The largest segment of the economic growth in the US is from personal consumption. It is important to look at the individuals behind consumption to find clues into buying habits that may impact the economy.
Demographically, the baby boomers are the largest group and most powerful in terms of net worth and wealth. As boomers retire, they will have less income and their spending, or personal consumption, will decrease. Since my generation, the gen-Xers, is much smaller, we will not be able to counter the drop in consumption from boomers. The next largest demographic group is the Millennials. What will be happen to their spending habits?
While gen-Xers, grew up in an environment where there is strong belief in that the future will be better, Millennials may have the belief that the best days of our country are behind us. As such, Millennials are less likely to spend their way into debt as past generations may have. While probably most gen-Xers have credit cards a recent study cited 63% of millennials not owing a credit card.
The Global Economic Analysis blog “Mish Quotes” from “MarketWatch”, states that, “Most holiday shoppers plan to pay in cash. Younger shoppers were especially unlikely to use credit cards; 48% of millennials said they would do most of their shopping with debit cards, and 36% said they preferred cash. Millennials in general tend to avoid credit cards more than previous generations have done; 63% of millennials do not own a single credit card according to a separate Bankrate survey in 2014. They grew up in the Great Recession and saw what happened to their parents.
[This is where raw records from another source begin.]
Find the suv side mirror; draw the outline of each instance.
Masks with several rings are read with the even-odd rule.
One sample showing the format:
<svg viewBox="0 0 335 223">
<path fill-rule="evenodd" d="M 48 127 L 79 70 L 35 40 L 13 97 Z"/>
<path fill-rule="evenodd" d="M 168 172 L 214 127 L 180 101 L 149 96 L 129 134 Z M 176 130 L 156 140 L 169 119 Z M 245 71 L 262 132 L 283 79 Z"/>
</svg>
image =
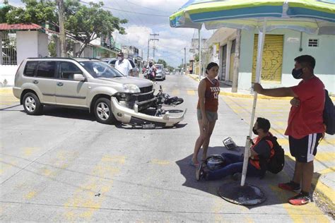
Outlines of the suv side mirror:
<svg viewBox="0 0 335 223">
<path fill-rule="evenodd" d="M 78 81 L 85 81 L 86 78 L 81 73 L 74 74 L 74 79 Z"/>
</svg>

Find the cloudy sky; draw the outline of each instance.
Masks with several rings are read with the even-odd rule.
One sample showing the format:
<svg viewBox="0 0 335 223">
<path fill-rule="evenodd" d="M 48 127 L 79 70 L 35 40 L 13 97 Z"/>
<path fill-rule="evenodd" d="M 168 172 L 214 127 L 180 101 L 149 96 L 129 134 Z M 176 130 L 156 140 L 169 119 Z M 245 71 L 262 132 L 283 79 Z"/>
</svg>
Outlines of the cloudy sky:
<svg viewBox="0 0 335 223">
<path fill-rule="evenodd" d="M 9 0 L 14 6 L 23 6 L 20 0 Z M 82 0 L 84 2 L 100 1 L 99 0 Z M 187 47 L 187 59 L 192 37 L 197 38 L 198 30 L 189 28 L 172 28 L 170 27 L 169 16 L 177 11 L 187 0 L 104 0 L 105 9 L 110 11 L 114 16 L 127 18 L 127 35 L 114 34 L 117 42 L 123 45 L 133 45 L 143 50 L 143 59 L 147 58 L 148 39 L 150 34 L 159 34 L 155 45 L 157 50 L 155 59 L 163 59 L 168 64 L 177 66 L 184 58 L 184 47 Z M 203 28 L 202 37 L 208 37 L 213 31 Z M 152 46 L 149 57 L 153 57 Z"/>
</svg>

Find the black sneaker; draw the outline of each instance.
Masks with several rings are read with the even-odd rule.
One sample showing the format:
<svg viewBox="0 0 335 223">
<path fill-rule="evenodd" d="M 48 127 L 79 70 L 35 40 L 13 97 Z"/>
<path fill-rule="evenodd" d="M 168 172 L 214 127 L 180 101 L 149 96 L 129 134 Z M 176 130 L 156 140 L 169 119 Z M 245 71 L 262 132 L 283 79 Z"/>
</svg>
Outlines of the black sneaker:
<svg viewBox="0 0 335 223">
<path fill-rule="evenodd" d="M 232 175 L 232 178 L 234 181 L 238 181 L 241 180 L 242 174 L 241 173 L 235 173 Z"/>
<path fill-rule="evenodd" d="M 196 179 L 200 181 L 201 179 L 205 177 L 205 171 L 204 170 L 205 167 L 205 164 L 203 162 L 199 165 L 198 168 L 196 170 Z"/>
</svg>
They don’t want to ever be in a situation where they’re in debt. They’re shying away from high-interest loans essentially.”
So while it is good to not plunge into consumer debt, without using credit the millennials will not sustain the consumer spending which so many retailers depend upon. Economists can’t think of a world that is dominated by consumer spending, and subsequently debt. The Christmas season economics news is dominated by spending habits of consumers. Past decades of economic history have shown growth from an increase in the middle class as technology progressed and a more efficient division of labor made goods more affordable. Now the only way to increase prosperity is to spend more. It appears this will not be sustained.
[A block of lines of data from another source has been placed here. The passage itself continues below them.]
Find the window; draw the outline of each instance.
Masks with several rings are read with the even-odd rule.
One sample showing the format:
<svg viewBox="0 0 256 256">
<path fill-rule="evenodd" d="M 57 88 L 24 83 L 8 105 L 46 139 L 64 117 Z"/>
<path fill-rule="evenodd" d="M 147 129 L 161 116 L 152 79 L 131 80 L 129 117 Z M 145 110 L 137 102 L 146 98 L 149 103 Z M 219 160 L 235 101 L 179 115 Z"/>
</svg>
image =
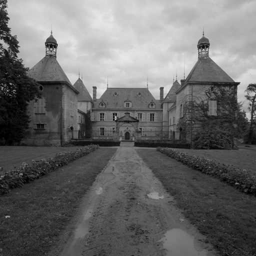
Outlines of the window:
<svg viewBox="0 0 256 256">
<path fill-rule="evenodd" d="M 150 136 L 154 136 L 154 128 L 150 128 Z"/>
<path fill-rule="evenodd" d="M 135 116 L 140 122 L 145 122 L 145 113 L 135 113 Z"/>
<path fill-rule="evenodd" d="M 36 124 L 36 129 L 44 129 L 44 124 Z"/>
<path fill-rule="evenodd" d="M 183 118 L 183 104 L 180 105 L 180 117 Z"/>
<path fill-rule="evenodd" d="M 90 120 L 94 121 L 94 113 L 92 112 L 90 113 Z"/>
<path fill-rule="evenodd" d="M 156 122 L 158 121 L 157 113 L 148 113 L 147 121 L 148 122 Z"/>
<path fill-rule="evenodd" d="M 74 104 L 73 102 L 70 102 L 70 115 L 71 116 L 74 116 Z"/>
<path fill-rule="evenodd" d="M 104 121 L 105 113 L 100 113 L 100 120 Z"/>
<path fill-rule="evenodd" d="M 217 116 L 217 102 L 209 100 L 209 116 Z"/>
<path fill-rule="evenodd" d="M 112 120 L 114 121 L 118 119 L 118 113 L 112 113 Z"/>
<path fill-rule="evenodd" d="M 104 128 L 104 127 L 100 127 L 100 136 L 104 136 L 105 135 L 105 128 Z"/>
<path fill-rule="evenodd" d="M 36 114 L 44 114 L 46 102 L 44 98 L 38 98 L 34 104 L 34 112 Z"/>
<path fill-rule="evenodd" d="M 132 108 L 132 102 L 130 100 L 127 100 L 126 102 L 124 102 L 124 108 Z"/>
<path fill-rule="evenodd" d="M 149 106 L 150 108 L 156 108 L 156 104 L 154 102 L 152 102 Z"/>
</svg>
Millennials are also smarting from large student loan debt which tends to decrease their disposable income and alter their spending habits. Younger folks who saw their parents destroyed by debt now, will keep these memories their entire life. Spending attitudes are a key force for consumption. It took two generations for memories of the Great Depression to go away and will take at least a generation for millennials to have their memories of money struggles of their parents to vanish. This will mean less spending on Christmas for millennials.
On the positive side, these new spending habits may cause the next generation to escape the slavery of consumer debt. They may be able to teach their kids how to avoid this debt trap as they rebuild the economy. On a negative side, shopping and spending during this Christmas season, which drives much of the economy will once again suffer.